GBM InkShow: Pen Features of the HTC Flyer

Sharing video taken from the HTC Flyer is all well and good, but I’d be remiss if I didn’t share video of the device as well. In this InkShow, I run through the special pen features of the Flyer. Yes, it’s an InkShow that shows ink! Plus: bonus commentary.



Click here for the iPhone/iPad friendly m4v videos in SD and HD 720 formats.

[For all the parts of this ongoing review of the HTC Flyer, click here.]

Focused, not limited

In the video, I describe the pen features of the Flyer as “limited” but that’s not the most precise word for it. It’s more of a “focused” experience that treats the pen as a pen you’d use on paper, not as an all-purpose pointing device on a computer. Furthermore, as previously reported, HTC plans to open their software to developers, including an SDK for pen input and APIs for their Scribe software. While HTC’s current pen features are limited in number, the potential for expansion once they open their software is vast.

Hidden Feature!

A commenter named Mark (not me) tipped me off in my “Inking Experience” post to this Easter Egg: the top end of the pen works as a capacitive stylus. The pen body is metallic and able to conduct electricity between your hand and the screen. So while the pen tip activates the pen features of the Flyer, the other end triggers the screen as if it was your finger. Not exactly a feature so much as a fun find, but if you really like stylus control, HTC’s magic pen has you covered.

Comments

    • Sumocat says

      I honestly flaked on that aspect of the note-taking experience, as well as with audio recording. I have a Google account, but I don’t use the calendar, so it just slipped my mind. Sorry.

      • Anonymous says

        NP, for me, I am trying to do some basic things:
        1. Look on my Google Calendar to go to a meeting, take notes at the meeting, maybe take a picture of a diagram or plan I drew on the board and audio some thoughts
        2. Surf the web, see something interesting, annotate it and save it on Evernote, append the Evernote Note later with text, pictures, audio as necesary
        3. Hand write some thought that are translated to text that I send to my blog to work on later from a netbook/laptop

        The iPad does all these things but it is not really integrated very well … but still not bad … as you said earlier, probably have to wait awhile for the perfect hardware and software

        • Sumocat says

          The calendar integration should cover you with #1, while the Evernote integration and ability to markup the screen (which you can then add to Evernote) covers #2. #3 is a problem because there is no built-in text conversion. Handwritten notes are searchable but not converted to text.
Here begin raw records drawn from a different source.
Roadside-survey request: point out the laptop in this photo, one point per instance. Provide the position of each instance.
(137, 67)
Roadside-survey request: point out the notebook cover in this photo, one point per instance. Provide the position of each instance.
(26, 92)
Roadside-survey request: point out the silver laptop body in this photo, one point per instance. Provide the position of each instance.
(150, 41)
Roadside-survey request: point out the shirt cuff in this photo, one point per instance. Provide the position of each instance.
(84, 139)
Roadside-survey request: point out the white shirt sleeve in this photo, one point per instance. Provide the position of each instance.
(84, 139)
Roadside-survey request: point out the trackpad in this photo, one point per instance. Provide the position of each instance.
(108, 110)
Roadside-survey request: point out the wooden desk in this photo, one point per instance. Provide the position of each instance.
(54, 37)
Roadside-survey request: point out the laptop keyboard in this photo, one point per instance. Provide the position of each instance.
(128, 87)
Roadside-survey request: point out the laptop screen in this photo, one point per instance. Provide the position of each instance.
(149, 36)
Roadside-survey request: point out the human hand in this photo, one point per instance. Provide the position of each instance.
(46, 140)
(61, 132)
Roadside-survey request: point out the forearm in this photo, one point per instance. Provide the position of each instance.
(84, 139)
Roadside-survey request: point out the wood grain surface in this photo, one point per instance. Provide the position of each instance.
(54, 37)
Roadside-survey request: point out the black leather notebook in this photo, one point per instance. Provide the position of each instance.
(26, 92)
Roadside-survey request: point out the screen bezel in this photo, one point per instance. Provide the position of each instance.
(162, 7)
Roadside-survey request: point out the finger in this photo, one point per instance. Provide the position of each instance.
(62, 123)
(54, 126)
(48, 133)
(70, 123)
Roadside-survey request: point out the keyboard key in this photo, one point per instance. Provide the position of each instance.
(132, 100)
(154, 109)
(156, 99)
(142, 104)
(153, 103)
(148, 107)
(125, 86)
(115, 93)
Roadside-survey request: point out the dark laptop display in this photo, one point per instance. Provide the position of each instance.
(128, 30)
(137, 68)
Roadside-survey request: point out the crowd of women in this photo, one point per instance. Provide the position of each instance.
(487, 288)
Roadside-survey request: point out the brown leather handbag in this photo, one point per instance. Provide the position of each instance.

          There are third-party solutions for that but none will work as well as a system that reads the pen strokes as they are created. Windows inking does this, as do digital pen and paper systems. This is an area in that big time and effort gap between Windows inking technology and HTC’s.

    • Sumocat says

      At this point, I’d be happy to see some traditional Tablet PC applications get ported in, such as PDF annotation, drawing, and handwriting recognition. A killer application IMO would be a dayplanner. The Flyer is the right size for this. Fill in fields with the pen, swipe to get to more fields and notes, assign it to a date, then flip to get to the next page.

    • Sumocat says

      Oh, I forgot about puzzle games, like crosswords and sudoku. I don’t care for these myself (especially sudoku), but they would work well with the form factor.